Lieve hart! Ik heb gister avond uw briefje ontvangen met de chambrecloak; dank je wel, beste kind.
Maar lieve, ik durf met f 400 niet wagen naar Brussel te gaan. Bedenk dat wij geen kleeren hebben en ga eens na dat we weldra weer in de positie zouden komen van Maestricht en Visé. Ik begrijp het voorstel van Jan niet. Hij kan op zijn vingers narekenen dat zoo'n existentie onmogelijk is. Ik moet te Brussel werken, en dat wil ik graag, maar ik vraag u of ik in één maand iets kan daarstellen dat ons bestaan waarborgt voor de volgende maand. En hoe moet de stemming zijn van iemand die met zulke ideen zich neerzet om iets te doen? Daarbij begrijp je dat het uiterst moeijelijk zou wezen om later bij Jan terug te keeren. Het is nog ligter voor u nu te blijven dan later terug te komen.

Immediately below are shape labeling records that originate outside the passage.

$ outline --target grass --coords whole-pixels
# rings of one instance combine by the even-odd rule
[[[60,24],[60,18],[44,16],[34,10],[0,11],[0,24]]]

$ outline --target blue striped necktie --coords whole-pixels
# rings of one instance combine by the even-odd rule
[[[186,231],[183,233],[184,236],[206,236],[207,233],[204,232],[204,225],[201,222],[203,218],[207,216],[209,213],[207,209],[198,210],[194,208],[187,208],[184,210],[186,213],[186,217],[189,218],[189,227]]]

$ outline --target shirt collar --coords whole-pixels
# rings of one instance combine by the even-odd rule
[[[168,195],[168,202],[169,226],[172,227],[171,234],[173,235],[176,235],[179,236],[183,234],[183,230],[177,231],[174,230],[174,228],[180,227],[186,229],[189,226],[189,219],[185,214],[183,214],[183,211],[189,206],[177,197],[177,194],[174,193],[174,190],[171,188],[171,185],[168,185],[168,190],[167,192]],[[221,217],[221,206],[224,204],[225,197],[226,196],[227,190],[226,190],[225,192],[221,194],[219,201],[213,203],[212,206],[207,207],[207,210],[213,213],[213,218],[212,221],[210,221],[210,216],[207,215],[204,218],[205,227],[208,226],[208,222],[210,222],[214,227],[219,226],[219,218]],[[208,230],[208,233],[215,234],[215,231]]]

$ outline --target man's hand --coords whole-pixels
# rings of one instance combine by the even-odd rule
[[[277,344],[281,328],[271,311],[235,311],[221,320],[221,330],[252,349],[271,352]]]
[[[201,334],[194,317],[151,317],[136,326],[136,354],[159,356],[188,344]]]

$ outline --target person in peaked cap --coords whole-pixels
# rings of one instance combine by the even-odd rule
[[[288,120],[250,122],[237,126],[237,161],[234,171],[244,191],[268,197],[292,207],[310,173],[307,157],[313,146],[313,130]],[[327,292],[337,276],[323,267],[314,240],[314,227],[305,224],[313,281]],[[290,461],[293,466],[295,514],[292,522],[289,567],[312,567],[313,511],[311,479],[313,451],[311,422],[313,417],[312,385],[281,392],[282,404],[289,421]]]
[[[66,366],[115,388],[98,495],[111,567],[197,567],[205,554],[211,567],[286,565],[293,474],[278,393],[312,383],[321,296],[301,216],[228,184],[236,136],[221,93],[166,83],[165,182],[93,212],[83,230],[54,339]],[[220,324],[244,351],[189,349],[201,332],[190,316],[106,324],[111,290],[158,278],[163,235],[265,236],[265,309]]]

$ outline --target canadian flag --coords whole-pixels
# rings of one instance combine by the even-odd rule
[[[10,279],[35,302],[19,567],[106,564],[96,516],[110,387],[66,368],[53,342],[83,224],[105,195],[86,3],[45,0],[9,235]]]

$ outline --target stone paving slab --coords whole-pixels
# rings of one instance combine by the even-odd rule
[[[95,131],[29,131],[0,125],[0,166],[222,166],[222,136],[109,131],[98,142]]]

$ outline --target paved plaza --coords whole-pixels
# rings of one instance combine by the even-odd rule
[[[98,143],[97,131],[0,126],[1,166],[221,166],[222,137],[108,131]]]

Zaturdagavond. De Jonge v. Lennep is bij mij geweest. Heel hartelijk maar verder niets.
Maar ik ben bij van Hasselt geweest die mij gezegd heeft wel te gelooven dat Hartsen mij geld geven zou om in Brussel mij te bewegen. Dat ga ik morgen aan v. L. vragen. Als dat lukt zijn we klaar, al was het dan maar zooveel dat wij met de f 400 van Jan mee eenigen tijd konden bestaan. Dus morgen meer.
Bedenk altijd dat er nog al iets afmoet voor kleeren enz. enfin, god geve dat we het klaar spelen. - Maar met die f 400 alleen mag en kan het niet. Over een maand zouden we op straat staan met onze kinderen.
Van Hasselt zeide mij dat Hartsen moet gezegd hebben dat hij wel f 1000 zou durven of willen voorschieten op M.H.